Film / Films

Less is more

recensie: Harry Potter and the Prisoner of Azkaban

Een film die een vervolg is op een eerdere film krijgt nooit een eerlijke kans. Altijd vergelijk je deel twee, drie of zevenentachtig met het voorgaande deel. En vergelijken is gemakkelijker dan een mening vormen over de film op zich. Sterker nog: een oordeel vellen over deel drie van Harry Potter is onmogelijk als je deel één en twee niet gezien hebt. En als je die wel gezien hebt, ben je gauw klaar met oordelen: Harry Potter and the Prisoner of Azkaban is absoluut beter.

Waarom is het onmogelijk The Prisoner of Azkaban los te zien van de twee eerdere delen? Om het simpele feit dat dit derde deel ook bedoeld is als een vervolg. De personages en locaties zijn hetzelfde en de gebeurtenissen komen overeen met de eerste twee delen. Iemand die net vier jaar in de rimboe heeft gezeten en nu onvoorbereid de bioscoop induikt om deze film te kijken, zal niet weten waar het over gaat: al in een van de eerste scènes blaast titelheld Harry een tante letterlijk op tot ze als een luchtballon boven de slaapstad zweeft. Kun je je voorstellen dat de arme onwetende zich achter de oren krabt? Wat gebeurt hier? Tja, snel de boeken lezen, of de twee eerste films kijken, iets anders zit er niet op.

Echt

~

Deel drie is het eerste deel van een andere regisseur. De eerste twee boeken werden verfilmd door de regisseur die ook verantwoordelijk was voor Home Alone, dit deel komt van de hand van Alfonso Cuarón, de regisseur van Y tu mamá también, een een hitsige roadmovie over twee jongens en een wat oudere vrouw. Zonder nog een seconde gezien te hebben kun je nu al zeggen dat The Prisoner of Azkaban zeker anders zal zijn dan de voorgaande.
En hoe anders! In Harry Potter 3 is het verschil tussen de echte en de magische wereld lang niet meer zo groot. Harry en zijn vrienden Ron en Hermione lopen rond in gewone kleren en door Hogwarts klinkt jazzmuziek, geen magisch toontapijt. In deel drie kun je je eindelijk concentreren op het verhaal, zonder dat je om de haverklap met je neus op wéér een staaltje tovenarij gedrukt wordt. Wat een verademing. Nooit gedacht dat gewoon zo leuk kon zijn.

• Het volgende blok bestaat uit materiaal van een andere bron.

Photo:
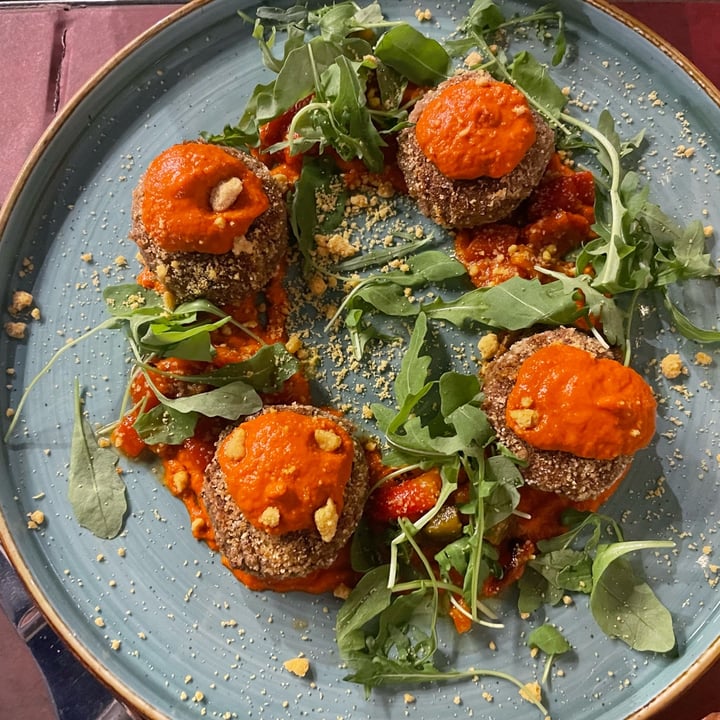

Natuurlijk is er sprake van tovenarij, we zijn tenslotte op een tovenaarsschool. Maar in The Prisoner of Azkaban staat bijna alle magie in dienst van het verhaal, dat draait om een ontsnapte en levensgevaarlijke gevangene die het mogelijk op Harry heeft voorzien. De bijbehorende computereffecten zijn tot het hoognodige teruggebracht: cgi wordt nu gebruikt om het verhaal te ondersteunen en niet om een technisch visitekaartje af te leveren. Dat betekent ook dat de onvermijdelijke quidditch-wedstrijden tot een absoluut minimum zijn teruggebracht en daar hoef je geen seconde rouwig om te zijn. Voor degenen die Harry graag willen zien vliegen zit er een veel mooiere scène in.

Geknipt

~

The Prisoner of Azkaban is in boekvorm het dikste deel van de drie, maar als film is hij tien minuten korter dan de eerste en twintig minuten korter dan de tweede. En dat wreekt zich, met name voor mensen die het boek niet gelezen hebben. Het gaat vaak erg snel en veel tijd om bij te komen van het ene avontuur is er niet, want het volgende mysterie dient zich alweer aan. Ook in de meeste bijrollen is fors geknipt. Snape, McGonagall, Hagrid en de eeuwig irritante en slecht acterende Malfoy (Tom Felton) moeten het doen met een paar regels of zelfs minder. Dat is jammer, want ze verlenen kleur en diepte aan het verhaal. Maar aan de andere kant is Cuaróns keuze voor alleen de hoofdlijnen ook te rechtvaardigen: het houdt de spanning erin. Ook degenen die het boek gelezen hebben mogen zich verheugen op enkele spannende momenten.

The Prisoner of Azkaban is dus veel beter dan de eerste twee delen. Je kunt er niet precies de vinger op leggen, maar ergens voelt deze film volwassener aan. Eigenlijk alles is minder of subtieler: de magie, de special effects, de bijrollen, de subplots, zelfs de muziek is veel minder opdringerig dan die bombastische score van John Williams. In het geval van The Prisoner of Azkaban kunnen we het aloude motto van de Duitse architect Ludwig Mies van der Rohe weer eens van stal halen: “Less is more.”